The larger "agent marketplace" direction — spawning masques as paid workers with a reputation + payment gate — is deferred. See docs/future/ for that vision.
| Guide | Description |
|---|---|
| Getting Started | Create your first masque in 5 minutes |
| Vision | The theater metaphor and why masques exist |
| Concepts | The five components explained |
| Schema | Full YAML specification |
| MCP Server | Run Masques as an MCP server for any client |
| OTEL Setup | Configuring the telemetry pipeline |
| Evaluation | DuckDB session scoring |
| Evaluations | Testing masque behavioral fidelity |
| Future | Deferred vision — agent marketplace, payments |
| TUI | masques — terminal UI for browsing and team drafting |
Contributions welcome! Please read CONTRIBUTING.md before starting.
The process: Open an issue first, then fork, branch, and submit a PR referencing that issue.

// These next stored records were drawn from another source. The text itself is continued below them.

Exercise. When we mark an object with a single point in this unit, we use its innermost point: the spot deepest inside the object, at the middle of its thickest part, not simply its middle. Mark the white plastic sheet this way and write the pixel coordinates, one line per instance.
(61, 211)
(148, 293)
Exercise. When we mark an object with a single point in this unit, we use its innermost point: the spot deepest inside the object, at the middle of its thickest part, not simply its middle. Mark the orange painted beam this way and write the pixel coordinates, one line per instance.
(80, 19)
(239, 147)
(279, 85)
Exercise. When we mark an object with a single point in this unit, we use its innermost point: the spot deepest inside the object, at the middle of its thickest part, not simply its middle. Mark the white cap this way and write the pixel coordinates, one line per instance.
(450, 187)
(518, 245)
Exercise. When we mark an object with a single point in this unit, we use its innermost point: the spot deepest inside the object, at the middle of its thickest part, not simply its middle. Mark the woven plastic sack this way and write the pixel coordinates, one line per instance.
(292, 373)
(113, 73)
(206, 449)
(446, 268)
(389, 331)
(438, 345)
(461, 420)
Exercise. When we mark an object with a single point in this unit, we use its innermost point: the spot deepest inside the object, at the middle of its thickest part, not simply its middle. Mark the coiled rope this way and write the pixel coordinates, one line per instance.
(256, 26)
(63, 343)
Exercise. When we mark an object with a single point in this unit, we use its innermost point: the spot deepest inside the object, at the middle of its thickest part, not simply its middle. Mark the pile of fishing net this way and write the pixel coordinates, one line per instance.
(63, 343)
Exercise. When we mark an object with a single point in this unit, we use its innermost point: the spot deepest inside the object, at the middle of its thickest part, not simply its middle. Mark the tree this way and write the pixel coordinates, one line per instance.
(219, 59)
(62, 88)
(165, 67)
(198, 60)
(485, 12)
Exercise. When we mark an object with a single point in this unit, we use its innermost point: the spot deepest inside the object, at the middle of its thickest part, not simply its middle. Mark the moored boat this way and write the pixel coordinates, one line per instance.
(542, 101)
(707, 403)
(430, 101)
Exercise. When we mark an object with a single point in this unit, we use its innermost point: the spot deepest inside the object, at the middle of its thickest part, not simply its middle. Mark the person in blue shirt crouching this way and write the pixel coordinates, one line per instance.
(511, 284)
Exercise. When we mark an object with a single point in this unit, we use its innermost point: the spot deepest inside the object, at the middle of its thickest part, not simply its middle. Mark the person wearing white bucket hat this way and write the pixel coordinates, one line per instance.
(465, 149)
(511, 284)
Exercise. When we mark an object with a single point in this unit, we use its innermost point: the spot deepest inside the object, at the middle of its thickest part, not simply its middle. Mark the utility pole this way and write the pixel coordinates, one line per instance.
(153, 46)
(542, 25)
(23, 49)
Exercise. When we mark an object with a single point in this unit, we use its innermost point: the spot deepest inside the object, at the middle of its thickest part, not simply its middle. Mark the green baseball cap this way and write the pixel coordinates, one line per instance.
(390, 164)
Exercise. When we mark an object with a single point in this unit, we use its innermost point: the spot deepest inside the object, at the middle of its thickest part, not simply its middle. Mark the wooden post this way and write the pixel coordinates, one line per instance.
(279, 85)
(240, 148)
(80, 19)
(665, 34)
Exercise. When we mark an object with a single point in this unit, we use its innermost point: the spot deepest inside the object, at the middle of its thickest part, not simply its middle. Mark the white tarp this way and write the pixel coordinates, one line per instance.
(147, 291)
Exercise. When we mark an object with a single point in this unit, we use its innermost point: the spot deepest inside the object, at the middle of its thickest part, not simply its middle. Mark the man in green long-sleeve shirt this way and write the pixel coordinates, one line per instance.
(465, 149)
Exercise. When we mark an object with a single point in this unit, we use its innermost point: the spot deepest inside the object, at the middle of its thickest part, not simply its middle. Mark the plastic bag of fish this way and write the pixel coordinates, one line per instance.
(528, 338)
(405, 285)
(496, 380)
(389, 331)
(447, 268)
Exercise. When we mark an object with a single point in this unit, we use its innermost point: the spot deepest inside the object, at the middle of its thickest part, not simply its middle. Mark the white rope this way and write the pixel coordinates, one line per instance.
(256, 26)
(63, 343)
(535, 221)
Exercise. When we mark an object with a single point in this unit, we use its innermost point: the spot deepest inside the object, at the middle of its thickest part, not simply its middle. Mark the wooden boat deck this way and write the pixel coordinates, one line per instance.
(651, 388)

This is a personal project maintained in spare time. For bugs, please open an issue with:
- What you tried and what happened
- A screenshot or GIF of the experience (really helps!)
- Your environment details
A Claude Code plugin for donning cognitive identities, an MCP server exposing the same masques to any MCP client, a library of 35 masques, and a Zig TUI for team drafting. The core is infrastructure-free; telemetry (OTEL → optional ClickHouse + DuckDB scoring) is opt-in. Payment/marketplace infrastructure is deferred (see docs/future/).
Temporary identities. Coherent work. Measured performance.